Of course because I love it so, I have more than one edition of Joy in the Morning: a mass market UK Coronet paperback reprint published in the 1970s—badly printed with many typographical errors and missing quote marks, the British Everyman's Wodehouse hardcover uniform edition, a lovely if battered second edition Herbert Jenkins UK hardcover with a vibrant Frank Ford cartoon jacket, but I'm most fond of a dust-jacketless version of the same Herbert Jenkins hardcover (the one I'm reading in the photo). It's battered and bruised and bent. It shows clear signs of having been discarded from its former home in a lending section of Boots the Chemist: a green "Boots Booklovers Library" sticker is mostly still affixed to the front, and there's a small metal-ringed punched hole in the top of the spine. Things with rings through them are dear to my heart, but I especially love this copy because it is the first first edition of Wodehouse I ever bought when I was starting my collection. I remember distinctly buying it in a used bookshop outside Kew Gardens in London during my very first trip there, in 1983. I know as a former lending library book it's had lots of hands on it but I'm very happy it's in my hooves now. It feels like it's home. You can get your own hooves on a copy of Joy in the Morning by clicking on the usual Amazon link to the right. And, if you liked the sound of your own voice when you read the above bits aloud but wished you could do a better British accent, then you might enjoy the BBC Radio 4 full-cast dramatization of Joy in the Morning, a three-and-a-half hour radio play with Sir Michael Hordern as Jeeves and Richard Briers as Bertie, one of several Beeb audio adaptations of the Jeeves stories. It's no available in the US, but you can order it from England's Amazon.co.uk here The audio version is almost pitch-perfect—the actor playing Edwin the Boy Scout is an adult woman whose voice gets pretty annoying after a while—but that's a small price to pay for hearing Briers and Hordern in this world of delight.

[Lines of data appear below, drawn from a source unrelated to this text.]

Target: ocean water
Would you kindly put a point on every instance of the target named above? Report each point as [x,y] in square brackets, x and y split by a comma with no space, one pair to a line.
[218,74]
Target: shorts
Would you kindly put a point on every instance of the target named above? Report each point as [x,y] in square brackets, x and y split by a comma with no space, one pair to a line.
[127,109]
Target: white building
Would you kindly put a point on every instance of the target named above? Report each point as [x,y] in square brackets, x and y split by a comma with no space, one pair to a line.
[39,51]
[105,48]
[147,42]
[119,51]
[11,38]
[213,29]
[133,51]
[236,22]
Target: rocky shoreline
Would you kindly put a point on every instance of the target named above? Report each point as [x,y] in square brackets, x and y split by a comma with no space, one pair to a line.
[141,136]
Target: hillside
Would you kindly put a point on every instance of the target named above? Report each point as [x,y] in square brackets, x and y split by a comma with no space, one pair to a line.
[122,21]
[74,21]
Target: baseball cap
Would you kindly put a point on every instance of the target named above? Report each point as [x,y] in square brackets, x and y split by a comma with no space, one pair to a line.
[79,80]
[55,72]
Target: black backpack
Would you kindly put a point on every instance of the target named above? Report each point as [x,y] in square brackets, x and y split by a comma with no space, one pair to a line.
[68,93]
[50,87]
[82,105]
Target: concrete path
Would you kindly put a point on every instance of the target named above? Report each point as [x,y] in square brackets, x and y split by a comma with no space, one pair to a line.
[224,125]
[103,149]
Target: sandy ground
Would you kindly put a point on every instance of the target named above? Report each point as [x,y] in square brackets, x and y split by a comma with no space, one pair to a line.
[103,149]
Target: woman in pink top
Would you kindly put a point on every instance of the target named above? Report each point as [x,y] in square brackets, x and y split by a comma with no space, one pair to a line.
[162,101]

But whichever you do, or both, or neither, please raise a cup of tea or a gin and tonic with me and salute Mister Wodehouse on his 126th grand birthday. Happy Birthday, Plum—and thanks for all the joy.

A Wodehouse a Week Index.


9 comments:

CLM said...

All right, I'm hooked! I don't seem to recall this one at all, so will hunt it up (hunt it down?).

km said...

[hugs little stuffed bull in sheer shared enthusiasm] Perfect, Bully, just perfect.

The only thing I can add is that every time I thought 'Oh, must make sure to mention [classic quote] in my comment' I scrolled down and there it was in the review - the Horror, the gazelles, the hippogriff and the porpentine. Bliss.

The only one still missing is the sequence in which Bertie finds himself unexpectedly in a position to plead for the marriage to his uncle:

"I suppose this was really the moment for embarking upon an impassioned defense of Boko, stressing his admirable qualities. Not being able to think of any, however, I remained silent, and he carried on."

km said...

P.S. - On the subject of audio versions, I need to put in a good word for Jonathan Cecil's pitch-perfect take on all the Jeeves stories - I'm not sure if they're still in print, but I found most at my local library.

Evan Waters said...

Oh, I've read this one! My first exposure to Wodehouse, even. A fine piece of writing, and I think you're on to something about how well constructed it is. It's deceptively simple on the page, but consider how much goes on.

SallyP said...

Ah Bertie, still my one true Wodehouse love. Thank you Bully for reviewing one of my favorite tales, AND Happy Birthday to Mr. Wodehouse!

Smashing!

suedenim said...

Off to the bookseller! Though I suppose he'll probably try to sell me a copy of "Wolverine: Origins" rather than an original Wodehouse. (A wolverine is much like a porpentine, though, I dare say?)

hydrogenguy said...

Terrific, Bully! This is the Wodehouse I'm Most in Want Of, for my collection.

And happy 126th to PGW. And he doesn't look a day over 110.

J.R. Jenks said...

I second km's high opinion of Jonathan Cecil's audio prowess. I've recently been listening to various audio versions of the Jeeves books and Jonathan Cecil's are the best.

Frederick Davidson, by way of contrast, has a croaking style of speaking that doesn't fit the material. In his reading of Jeeves and the Tie that Binds, Davidson's Jeeves voice would be better suited to Tolkein's Sméagol. And his Bertie Wooster voice is imbued with a winking hint of irony which is inappropriate, I think, and is much more distracting than Cecil's sympathetic portrayal of our sincere but mentally negligible protagonist.

Gil said...

Sir Bull,

In my endless searchings of the interwebs, I have uncovered this review of a biography of Wodehouse. I thought you and your dear readers might enjoy it:

http://www.exile.ru/articles/detail.php?ARTICLE_ID=12841&IBLOCK_ID=35

And thank you, my bovine absentee-mentor, for introducing me to the wonder of Wodehouse.